LIME missing explanations with quantile_bins=T for discrete numeric fields

thomasp85 / lime

Local Interpretable Model-Agnostic Explanations (R port of original Python package)

https://lime.data-imaginist.com/

Other

486 stars 110 forks source link

LIME missing explanations with quantile_bins=T for discrete numeric fields #154

Closed vla6 closed 5 years ago

vla6 commented 5 years ago

I have noticed that when the input data contains discrete numeric fields, LIME ignores such fields in its explanations. This could be binary fields input into a model as numeric 0/1 values (some models take only numeric inputs). Or, it might be variables that just take a few distinct values because of rounding etc.

I am running lime via R. I am attaching a reproducible example.

The issue seems to occur for bin_continuous=T and quantile_bins=T in lime(). Setting quantile_bins=F appears to "fix" the issue. The relative proportions of the levels doesn't seem to matter much. I am wondering if there is possibly some issue with ties in quantile_bins. The exact values of the numeric levels doesn't seem to matter, and the same issue occurs for 2 or 3 distinct levels in numeric fields. Using a model type that takes factor inputs also "fixes" the issue.

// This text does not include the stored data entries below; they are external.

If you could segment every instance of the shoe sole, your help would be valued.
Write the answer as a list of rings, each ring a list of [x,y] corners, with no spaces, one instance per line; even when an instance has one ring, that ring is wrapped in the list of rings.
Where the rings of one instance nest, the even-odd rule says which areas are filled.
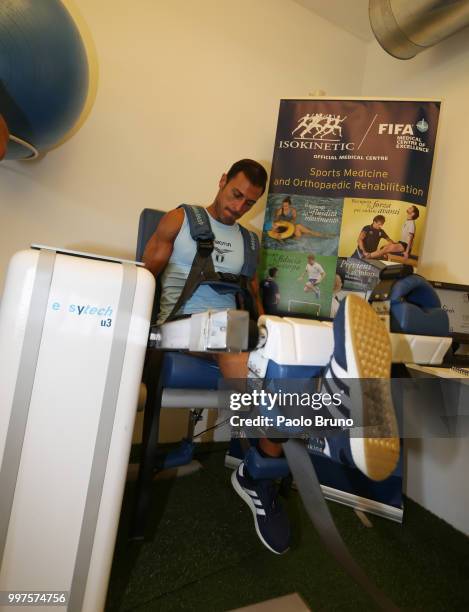
[[[233,489],[236,491],[236,493],[249,506],[249,508],[250,508],[250,510],[252,512],[252,516],[254,518],[254,526],[256,528],[256,533],[257,533],[257,535],[259,537],[259,540],[262,542],[262,544],[264,544],[264,546],[266,548],[268,548],[270,550],[270,552],[273,552],[275,555],[283,555],[283,554],[285,554],[289,550],[288,548],[286,550],[284,550],[283,552],[279,552],[278,550],[274,550],[266,542],[266,540],[264,540],[264,538],[262,536],[262,533],[260,532],[259,525],[257,524],[257,513],[256,513],[257,507],[254,504],[254,502],[252,501],[251,496],[248,493],[246,493],[246,491],[243,489],[243,487],[239,484],[238,479],[236,478],[236,472],[237,472],[237,470],[235,470],[231,474],[231,484],[233,485]]]
[[[349,295],[345,311],[347,370],[361,381],[363,425],[369,437],[350,438],[357,467],[372,480],[384,480],[399,461],[400,441],[389,377],[392,349],[389,334],[373,308]]]

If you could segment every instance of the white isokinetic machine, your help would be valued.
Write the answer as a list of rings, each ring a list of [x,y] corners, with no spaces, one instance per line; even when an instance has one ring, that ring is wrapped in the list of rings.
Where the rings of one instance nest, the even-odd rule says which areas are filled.
[[[104,607],[153,297],[134,262],[47,247],[12,258],[0,309],[0,591],[67,593],[71,612]],[[150,343],[240,351],[248,329],[248,313],[208,311]],[[259,378],[269,360],[324,365],[332,352],[329,323],[261,317],[259,332],[249,362]],[[448,346],[392,341],[395,361],[437,363]],[[217,405],[216,391],[194,393],[194,406],[188,389],[164,393],[168,407],[182,396],[187,408]]]
[[[153,296],[152,275],[132,262],[47,248],[12,258],[0,310],[0,591],[104,607]]]
[[[269,360],[282,365],[324,366],[334,348],[329,321],[262,315],[258,333],[249,369],[259,378],[264,378]],[[246,351],[248,334],[246,311],[208,310],[153,328],[150,343],[165,350]],[[451,338],[444,336],[390,333],[390,338],[393,363],[437,365],[451,346]]]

Please let me know if you have comments or need more information. Thank you!

lime_vignette_test.txt

thomasp85 commented 5 years ago

quantile binning a binary variable is a pretty weird thing to do... I don't know what you expected the outcome to be...

If you can come up with a reasonable behaviour I'll be open to change

vla6 commented 5 years ago

Thank you for the reply. It is a strange thing to do, but the behavior can occur with variables that aren't technically binary but which take just a set number of levels. For instance, counts of rare events, where maybe you only see 0, 1, 2 in your data set. Also the variables can be very influential but are ignored which is confusing.

Is there a place that a binning error is thrown? It may be enough to print a warning or maybe document the data prep concern, but I think there may be other options? dplyr::ntile() puts observations in a order, using a random order when there are ties, then assigns them into quantiles using that order, so you always get the number of bins you specify. That could be an option. However, it may be better to fall back on continuous binning when quantile binning fails if that's possible.

thomasp85 commented 5 years ago

The "problem" is that with quantile binning and only two outcomes the cuts will be placed at either side of all possible permuted values meaning that the permuted values will have zero variance and be discarded for further use...

falling back to standard binning may be a good idea..?

vla6 commented 5 years ago

Yes it's a strange case. Thanks for the reply! I think falling back to standard binning would be good in that case if that is possible.

I see the behavior with 3 levels as well as binary but maybe that has to do with distributions of outcomes.

thomasp85 commented 5 years ago

I think - A quick test with binning bare nuclei into three bins keeps it in my case

vla6 commented 5 years ago

Thank you so much!